You could pre-order a top of the line Tesla today and have it in your garage by this summer for just $3,500. No, this has nothing to do the company’s new S70D sedan, or any of its cars, really. This is Tesla’s new Powerwall home battery, and it’s here to bring next-generation energy storage to the masses. Recently unveiled at the company’s design studio in Hawthorne, California, these lithium-ion batteries should serve to expand the company’s footprint beyond the automotive world, and could potentially make Tesla a fixture in millions of American households.
On the surface, the idea for the Powerwall is simple. The batteries (a seven kilowatt-hour version for daily cycles, and a 10 kilowatt-hour version for weekly) charge during the day when solar energy is at its peak, or when energy companies charge less. Then at night, the batteries take on the duties of powering the household. For industrial use, the company also unveiled the Powerpack, a battery system for industrial applications that can be clustered in groups for upwards of 10 megawatt-hours of power, which has attracted partnerships from companies like Amazon, Target, and Wal-Mart.
Both the industrial and home-use batteries make up the new subsidiary Tesla Energy, which the company describes as “a suite of batteries for homes, businesses, and utilities fostering a clean energy ecosystem and helping wean the world off fossil fuels.” Like any project Tesla founder Elon Musk spearheads, the scope of ambition for Tesla Energy is incredibly huge. Speaking at the launch of the new batteries, Musk outlined that 160 million Powerpacks charged with solar energy would be enough to replace fossil fuel-powered electricity in the U.S., 900 million would end fossil fuel-based electricity worldwide, and 2 billion would make 100% of the world’s power entirely renewable.
This may seem optimistic for now, but the energy storage industry is primed for a massive expansion, and Tesla expects that its battery operation will be “a multi-billion dollar per year one in the near term.” Considering that by 2020, Tesla’s multi-billion dollar Gigafactory will have the capacity to produce 500,000 batteries annually, and global investments in the energy storage industry are projected to make it a $5.1 billion industry, Musk’s predictions may not be that far off.
When introducing the batteries, Musk succinctly summed up why he wanted to enter the battery market. “The issue with existing batteries is that they suck. They’re really horrible. They’re expensive. They’re unreliable. They’re sorta stinky, ugly, bad in every way,” and he has a point. You can’t say Tesla’s batteries are ugly, but there’s no word yet on how they smell. Designed with the same eye for style as Tesla’s cars, the Powerwall batteries are sleek and modern looking (they’re available in white, red, or black), but at over 4 feet tall, nearly 3 feet wide, and 220 pounds each, the batteries are anything but inconspicuous.
Even with Tesla’s ambitious plans for their energy division, there are still important details to be determined.
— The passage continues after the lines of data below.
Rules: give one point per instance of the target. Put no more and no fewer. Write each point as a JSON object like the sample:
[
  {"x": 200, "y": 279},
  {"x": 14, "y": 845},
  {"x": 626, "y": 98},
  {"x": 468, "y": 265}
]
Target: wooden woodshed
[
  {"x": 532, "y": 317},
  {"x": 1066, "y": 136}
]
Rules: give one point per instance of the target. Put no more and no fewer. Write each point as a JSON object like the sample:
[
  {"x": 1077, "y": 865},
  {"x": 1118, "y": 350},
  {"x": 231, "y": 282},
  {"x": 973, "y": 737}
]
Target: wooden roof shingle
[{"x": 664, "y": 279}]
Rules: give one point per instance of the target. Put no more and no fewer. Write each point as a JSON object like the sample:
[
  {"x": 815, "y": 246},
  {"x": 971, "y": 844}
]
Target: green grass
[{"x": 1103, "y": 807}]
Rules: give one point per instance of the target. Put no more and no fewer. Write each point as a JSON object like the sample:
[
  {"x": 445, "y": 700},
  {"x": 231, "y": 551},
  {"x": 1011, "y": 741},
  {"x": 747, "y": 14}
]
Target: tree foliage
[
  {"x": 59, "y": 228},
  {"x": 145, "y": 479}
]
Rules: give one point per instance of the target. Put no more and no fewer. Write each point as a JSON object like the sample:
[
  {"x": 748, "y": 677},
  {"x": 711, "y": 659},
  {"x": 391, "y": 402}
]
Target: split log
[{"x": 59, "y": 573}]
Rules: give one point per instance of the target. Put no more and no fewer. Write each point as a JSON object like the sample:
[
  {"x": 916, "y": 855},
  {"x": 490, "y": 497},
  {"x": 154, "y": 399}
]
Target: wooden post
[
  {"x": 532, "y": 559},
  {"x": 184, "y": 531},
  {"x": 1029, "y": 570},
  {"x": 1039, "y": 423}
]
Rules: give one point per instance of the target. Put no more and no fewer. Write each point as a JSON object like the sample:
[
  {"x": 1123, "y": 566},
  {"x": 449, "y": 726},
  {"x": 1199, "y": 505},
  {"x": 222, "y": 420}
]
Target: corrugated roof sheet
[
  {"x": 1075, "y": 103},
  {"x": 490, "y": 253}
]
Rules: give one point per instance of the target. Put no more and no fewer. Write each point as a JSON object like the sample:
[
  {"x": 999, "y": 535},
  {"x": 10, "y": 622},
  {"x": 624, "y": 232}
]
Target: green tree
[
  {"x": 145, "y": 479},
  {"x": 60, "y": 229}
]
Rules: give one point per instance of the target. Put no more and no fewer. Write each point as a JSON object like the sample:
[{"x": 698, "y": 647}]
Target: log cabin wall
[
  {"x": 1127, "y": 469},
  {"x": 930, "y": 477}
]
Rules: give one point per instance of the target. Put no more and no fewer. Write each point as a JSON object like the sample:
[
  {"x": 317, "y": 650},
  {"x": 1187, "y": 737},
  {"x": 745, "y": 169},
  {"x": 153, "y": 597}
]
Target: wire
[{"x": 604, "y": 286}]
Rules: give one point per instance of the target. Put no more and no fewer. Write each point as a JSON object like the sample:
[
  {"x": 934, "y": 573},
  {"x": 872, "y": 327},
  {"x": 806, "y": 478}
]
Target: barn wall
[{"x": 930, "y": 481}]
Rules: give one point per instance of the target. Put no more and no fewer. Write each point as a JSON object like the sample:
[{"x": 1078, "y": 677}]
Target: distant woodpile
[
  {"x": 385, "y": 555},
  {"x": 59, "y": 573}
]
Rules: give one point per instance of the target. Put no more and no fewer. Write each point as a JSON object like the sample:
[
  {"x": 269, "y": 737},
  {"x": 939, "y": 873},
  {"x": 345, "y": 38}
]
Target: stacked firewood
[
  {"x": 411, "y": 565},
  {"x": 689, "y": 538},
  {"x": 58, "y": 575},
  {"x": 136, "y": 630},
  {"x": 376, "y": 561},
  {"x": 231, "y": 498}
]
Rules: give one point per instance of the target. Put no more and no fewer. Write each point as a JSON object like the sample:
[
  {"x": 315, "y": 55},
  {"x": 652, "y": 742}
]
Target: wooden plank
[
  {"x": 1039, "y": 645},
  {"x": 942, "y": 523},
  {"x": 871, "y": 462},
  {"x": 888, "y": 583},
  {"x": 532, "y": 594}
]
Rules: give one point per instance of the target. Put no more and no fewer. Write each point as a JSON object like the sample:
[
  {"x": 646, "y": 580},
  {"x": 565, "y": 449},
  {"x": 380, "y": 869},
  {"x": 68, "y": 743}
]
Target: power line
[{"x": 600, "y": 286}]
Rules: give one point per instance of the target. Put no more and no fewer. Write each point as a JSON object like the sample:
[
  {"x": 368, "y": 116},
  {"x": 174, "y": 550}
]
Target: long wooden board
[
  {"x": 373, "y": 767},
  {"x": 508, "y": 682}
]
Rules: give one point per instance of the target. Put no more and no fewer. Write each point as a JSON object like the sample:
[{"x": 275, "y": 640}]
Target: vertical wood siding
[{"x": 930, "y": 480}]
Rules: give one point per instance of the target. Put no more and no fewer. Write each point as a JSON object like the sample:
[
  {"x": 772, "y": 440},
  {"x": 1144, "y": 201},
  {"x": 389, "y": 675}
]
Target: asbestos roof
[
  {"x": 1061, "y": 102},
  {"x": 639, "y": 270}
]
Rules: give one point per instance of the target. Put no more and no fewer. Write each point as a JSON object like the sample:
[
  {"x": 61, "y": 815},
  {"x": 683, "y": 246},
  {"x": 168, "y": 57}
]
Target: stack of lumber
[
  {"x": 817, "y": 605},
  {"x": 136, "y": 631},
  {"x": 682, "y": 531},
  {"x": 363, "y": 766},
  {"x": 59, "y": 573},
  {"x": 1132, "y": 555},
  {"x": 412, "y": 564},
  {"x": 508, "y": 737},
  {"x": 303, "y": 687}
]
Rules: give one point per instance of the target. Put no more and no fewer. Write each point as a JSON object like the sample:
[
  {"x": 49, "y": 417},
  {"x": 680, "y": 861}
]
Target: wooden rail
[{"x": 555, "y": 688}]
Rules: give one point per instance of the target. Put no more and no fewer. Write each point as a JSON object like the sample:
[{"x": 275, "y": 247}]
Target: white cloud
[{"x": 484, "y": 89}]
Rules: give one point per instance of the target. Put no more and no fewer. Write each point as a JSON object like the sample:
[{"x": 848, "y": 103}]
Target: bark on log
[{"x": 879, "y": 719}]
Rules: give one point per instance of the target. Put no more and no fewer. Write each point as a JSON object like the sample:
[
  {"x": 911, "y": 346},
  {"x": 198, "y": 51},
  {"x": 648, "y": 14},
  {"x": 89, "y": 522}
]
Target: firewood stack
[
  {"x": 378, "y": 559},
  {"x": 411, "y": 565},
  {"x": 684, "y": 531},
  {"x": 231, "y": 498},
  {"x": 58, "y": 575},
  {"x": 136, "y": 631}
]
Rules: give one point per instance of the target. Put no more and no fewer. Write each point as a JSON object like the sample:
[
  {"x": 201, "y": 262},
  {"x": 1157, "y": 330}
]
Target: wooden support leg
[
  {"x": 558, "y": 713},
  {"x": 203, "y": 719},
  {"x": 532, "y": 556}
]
Notably absent from any discussion of cost is the price of battery installation and a power inverter. Skeptics also raise questions about the true cost of the batteries over time. In a feature in Forbes, the initial cost of the batteries mated to the current grid is calculated to reach to upwards of 30 cents per kilowatt hour – more than twice the average cost of electricity.
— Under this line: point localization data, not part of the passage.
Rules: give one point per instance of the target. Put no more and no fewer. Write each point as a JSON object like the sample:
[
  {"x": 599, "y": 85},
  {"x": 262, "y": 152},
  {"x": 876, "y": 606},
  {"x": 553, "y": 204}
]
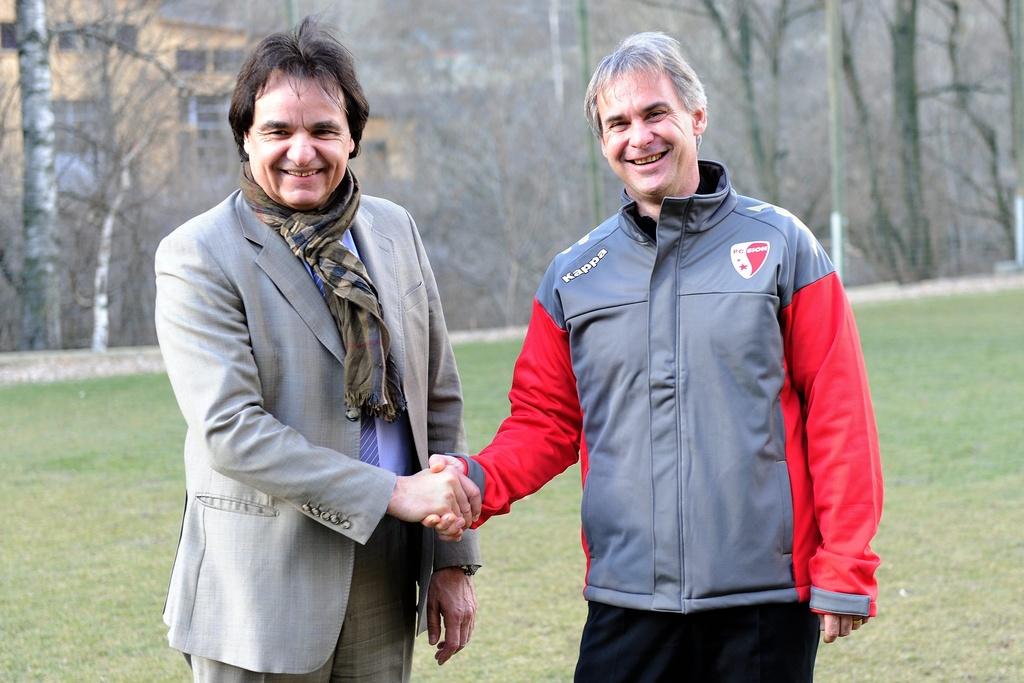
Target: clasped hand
[{"x": 440, "y": 497}]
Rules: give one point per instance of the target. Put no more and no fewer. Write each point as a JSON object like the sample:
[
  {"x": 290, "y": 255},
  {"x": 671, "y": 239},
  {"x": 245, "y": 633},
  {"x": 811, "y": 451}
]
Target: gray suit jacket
[{"x": 256, "y": 364}]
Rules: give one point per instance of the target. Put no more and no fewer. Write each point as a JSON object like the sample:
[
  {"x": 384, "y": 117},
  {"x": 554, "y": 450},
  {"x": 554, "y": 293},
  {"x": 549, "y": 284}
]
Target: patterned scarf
[{"x": 372, "y": 382}]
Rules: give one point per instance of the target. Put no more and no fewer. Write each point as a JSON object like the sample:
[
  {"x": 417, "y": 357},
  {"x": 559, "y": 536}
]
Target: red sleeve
[
  {"x": 826, "y": 368},
  {"x": 541, "y": 436}
]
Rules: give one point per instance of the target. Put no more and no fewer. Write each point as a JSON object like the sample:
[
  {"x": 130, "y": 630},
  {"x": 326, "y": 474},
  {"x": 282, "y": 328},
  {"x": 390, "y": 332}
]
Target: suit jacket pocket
[{"x": 237, "y": 505}]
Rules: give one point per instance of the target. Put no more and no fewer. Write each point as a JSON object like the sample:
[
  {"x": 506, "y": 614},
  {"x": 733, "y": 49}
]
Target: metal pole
[
  {"x": 595, "y": 170},
  {"x": 836, "y": 139},
  {"x": 1017, "y": 88}
]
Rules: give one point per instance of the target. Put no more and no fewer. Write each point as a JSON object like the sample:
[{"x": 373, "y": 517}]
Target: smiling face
[
  {"x": 299, "y": 142},
  {"x": 649, "y": 138}
]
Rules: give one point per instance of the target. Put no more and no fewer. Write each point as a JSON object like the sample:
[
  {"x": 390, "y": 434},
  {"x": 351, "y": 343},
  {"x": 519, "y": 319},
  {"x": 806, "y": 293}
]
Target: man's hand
[
  {"x": 434, "y": 494},
  {"x": 445, "y": 525},
  {"x": 840, "y": 626},
  {"x": 452, "y": 598}
]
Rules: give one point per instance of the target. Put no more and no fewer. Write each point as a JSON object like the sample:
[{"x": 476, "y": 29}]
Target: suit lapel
[{"x": 282, "y": 266}]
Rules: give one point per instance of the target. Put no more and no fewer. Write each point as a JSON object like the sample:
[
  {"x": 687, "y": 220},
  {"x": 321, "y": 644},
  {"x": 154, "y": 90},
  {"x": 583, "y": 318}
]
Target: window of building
[
  {"x": 190, "y": 59},
  {"x": 227, "y": 60},
  {"x": 8, "y": 36},
  {"x": 67, "y": 38},
  {"x": 78, "y": 153},
  {"x": 206, "y": 113}
]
Still, with the influx of energy storage systems, plus the Powerwall’s 10-year warranty, Tesla’s batteries should long outlast the initial startup costs. Musk is also expecting and inviting competition to drive prices down quickly too. Like Tesla, SpaceX, and his Hyperloop project, Tesla is sticking to its open-sourced patent policy, allowing competitors to use Tesla’s technology. Like electric cars and space travel, the company believes that the end justifies the means, and open competition to make the world less dependent on fossil fuel is worth sharing.
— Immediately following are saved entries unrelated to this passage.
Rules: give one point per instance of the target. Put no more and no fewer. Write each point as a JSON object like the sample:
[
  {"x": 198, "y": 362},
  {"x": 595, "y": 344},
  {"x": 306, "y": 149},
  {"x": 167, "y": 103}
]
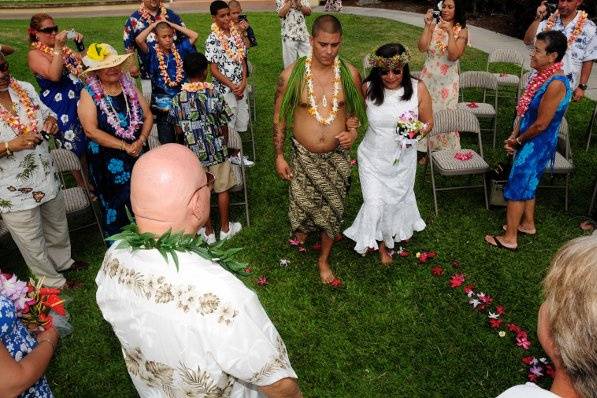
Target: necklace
[
  {"x": 164, "y": 68},
  {"x": 536, "y": 82},
  {"x": 313, "y": 108},
  {"x": 578, "y": 27},
  {"x": 12, "y": 119},
  {"x": 71, "y": 61},
  {"x": 148, "y": 16},
  {"x": 133, "y": 111},
  {"x": 237, "y": 56},
  {"x": 197, "y": 86}
]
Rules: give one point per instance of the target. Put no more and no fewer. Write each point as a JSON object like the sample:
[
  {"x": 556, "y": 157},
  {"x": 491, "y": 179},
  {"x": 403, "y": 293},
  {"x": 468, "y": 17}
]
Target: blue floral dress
[
  {"x": 19, "y": 342},
  {"x": 532, "y": 158},
  {"x": 62, "y": 98},
  {"x": 110, "y": 169}
]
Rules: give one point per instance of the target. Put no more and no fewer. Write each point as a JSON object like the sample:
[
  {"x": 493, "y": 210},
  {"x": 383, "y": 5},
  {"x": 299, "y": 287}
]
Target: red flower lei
[
  {"x": 239, "y": 56},
  {"x": 580, "y": 24},
  {"x": 147, "y": 16},
  {"x": 31, "y": 110},
  {"x": 536, "y": 82},
  {"x": 71, "y": 61},
  {"x": 164, "y": 68}
]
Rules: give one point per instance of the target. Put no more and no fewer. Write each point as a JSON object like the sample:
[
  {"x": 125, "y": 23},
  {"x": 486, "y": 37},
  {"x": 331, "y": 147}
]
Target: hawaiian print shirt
[
  {"x": 18, "y": 342},
  {"x": 27, "y": 178},
  {"x": 195, "y": 332},
  {"x": 201, "y": 116},
  {"x": 137, "y": 24},
  {"x": 293, "y": 24},
  {"x": 583, "y": 49},
  {"x": 161, "y": 93},
  {"x": 215, "y": 54}
]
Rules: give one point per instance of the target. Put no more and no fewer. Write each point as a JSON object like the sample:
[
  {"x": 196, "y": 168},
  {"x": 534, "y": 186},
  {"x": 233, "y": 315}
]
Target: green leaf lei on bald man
[{"x": 353, "y": 101}]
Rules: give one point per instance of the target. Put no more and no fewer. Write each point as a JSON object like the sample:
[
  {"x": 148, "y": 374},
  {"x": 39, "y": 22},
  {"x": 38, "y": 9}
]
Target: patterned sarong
[{"x": 318, "y": 189}]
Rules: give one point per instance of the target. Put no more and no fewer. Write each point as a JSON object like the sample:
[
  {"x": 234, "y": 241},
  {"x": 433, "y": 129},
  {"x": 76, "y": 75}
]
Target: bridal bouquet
[
  {"x": 39, "y": 308},
  {"x": 409, "y": 130}
]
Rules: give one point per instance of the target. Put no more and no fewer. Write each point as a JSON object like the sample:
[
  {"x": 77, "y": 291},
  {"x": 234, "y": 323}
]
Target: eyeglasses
[
  {"x": 394, "y": 71},
  {"x": 49, "y": 29}
]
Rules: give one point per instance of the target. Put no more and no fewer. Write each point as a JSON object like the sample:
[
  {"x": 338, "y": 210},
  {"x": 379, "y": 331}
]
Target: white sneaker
[
  {"x": 209, "y": 239},
  {"x": 233, "y": 229},
  {"x": 237, "y": 161}
]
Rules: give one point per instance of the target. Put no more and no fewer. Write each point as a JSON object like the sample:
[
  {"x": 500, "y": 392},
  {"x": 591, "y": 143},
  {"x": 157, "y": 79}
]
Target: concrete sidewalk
[{"x": 482, "y": 39}]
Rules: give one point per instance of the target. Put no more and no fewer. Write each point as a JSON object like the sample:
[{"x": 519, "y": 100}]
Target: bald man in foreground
[{"x": 191, "y": 328}]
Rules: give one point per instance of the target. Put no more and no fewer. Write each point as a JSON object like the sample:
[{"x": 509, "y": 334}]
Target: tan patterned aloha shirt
[
  {"x": 27, "y": 178},
  {"x": 195, "y": 332}
]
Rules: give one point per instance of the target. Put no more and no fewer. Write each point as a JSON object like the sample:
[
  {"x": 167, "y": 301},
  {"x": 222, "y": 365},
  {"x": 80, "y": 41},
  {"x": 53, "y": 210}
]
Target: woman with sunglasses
[
  {"x": 444, "y": 39},
  {"x": 56, "y": 68},
  {"x": 387, "y": 158}
]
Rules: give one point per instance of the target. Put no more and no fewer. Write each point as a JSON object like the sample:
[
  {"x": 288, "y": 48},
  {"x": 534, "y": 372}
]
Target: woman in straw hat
[{"x": 117, "y": 121}]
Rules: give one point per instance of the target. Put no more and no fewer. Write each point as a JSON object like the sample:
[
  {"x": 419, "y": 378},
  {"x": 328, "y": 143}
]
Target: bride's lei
[
  {"x": 313, "y": 107},
  {"x": 580, "y": 24},
  {"x": 536, "y": 82},
  {"x": 238, "y": 56},
  {"x": 164, "y": 68},
  {"x": 130, "y": 97},
  {"x": 30, "y": 110},
  {"x": 71, "y": 61}
]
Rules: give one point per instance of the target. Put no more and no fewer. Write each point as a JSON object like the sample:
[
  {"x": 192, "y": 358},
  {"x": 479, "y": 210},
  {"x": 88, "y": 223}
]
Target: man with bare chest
[{"x": 316, "y": 96}]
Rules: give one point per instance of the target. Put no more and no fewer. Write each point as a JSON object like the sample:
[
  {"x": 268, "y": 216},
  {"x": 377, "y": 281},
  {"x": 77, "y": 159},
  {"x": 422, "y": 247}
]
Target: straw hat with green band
[{"x": 102, "y": 56}]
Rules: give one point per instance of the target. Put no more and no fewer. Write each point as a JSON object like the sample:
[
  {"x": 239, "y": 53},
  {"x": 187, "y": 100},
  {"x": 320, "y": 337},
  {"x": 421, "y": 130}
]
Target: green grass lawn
[{"x": 394, "y": 331}]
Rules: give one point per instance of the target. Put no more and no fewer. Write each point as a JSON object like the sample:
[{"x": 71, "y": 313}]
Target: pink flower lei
[
  {"x": 536, "y": 82},
  {"x": 130, "y": 96}
]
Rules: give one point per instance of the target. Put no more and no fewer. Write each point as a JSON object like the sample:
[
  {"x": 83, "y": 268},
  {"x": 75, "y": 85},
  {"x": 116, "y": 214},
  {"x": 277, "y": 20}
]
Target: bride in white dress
[{"x": 388, "y": 162}]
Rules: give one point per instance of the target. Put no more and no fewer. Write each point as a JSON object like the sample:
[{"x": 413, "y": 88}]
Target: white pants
[
  {"x": 294, "y": 49},
  {"x": 41, "y": 234},
  {"x": 240, "y": 116}
]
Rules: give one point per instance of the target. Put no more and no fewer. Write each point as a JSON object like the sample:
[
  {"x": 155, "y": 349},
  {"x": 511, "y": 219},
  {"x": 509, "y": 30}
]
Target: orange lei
[
  {"x": 164, "y": 68},
  {"x": 197, "y": 86},
  {"x": 238, "y": 41},
  {"x": 440, "y": 46},
  {"x": 580, "y": 24},
  {"x": 71, "y": 61},
  {"x": 13, "y": 120},
  {"x": 146, "y": 15}
]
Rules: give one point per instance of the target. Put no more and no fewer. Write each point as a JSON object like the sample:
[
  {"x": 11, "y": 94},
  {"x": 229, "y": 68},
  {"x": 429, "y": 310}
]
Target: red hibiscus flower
[
  {"x": 456, "y": 280},
  {"x": 495, "y": 323},
  {"x": 437, "y": 271}
]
With the introduction of the Powerwall, it’s likely that the first Tesla to reach American garages won’t have four wheels. But as the company ramps up its battery production and drives the cost of lithium-ion batteries down, it could soon become a builder of mass-market tech systems that could grow its footprint to Apple-sized proportions. The company has developed an ingenious multi-pronged attack to wean the world off of fossil fuel-based energy sources, and so far, it’s done a remarkable job for being such a young startup. If the Powerwall does half as well as its projected, and multi-national corporations follow Amazon and Wal-Mart’s lead, then the days of America’s hopelessly outdated and overworked power grid as we know it may be numbered.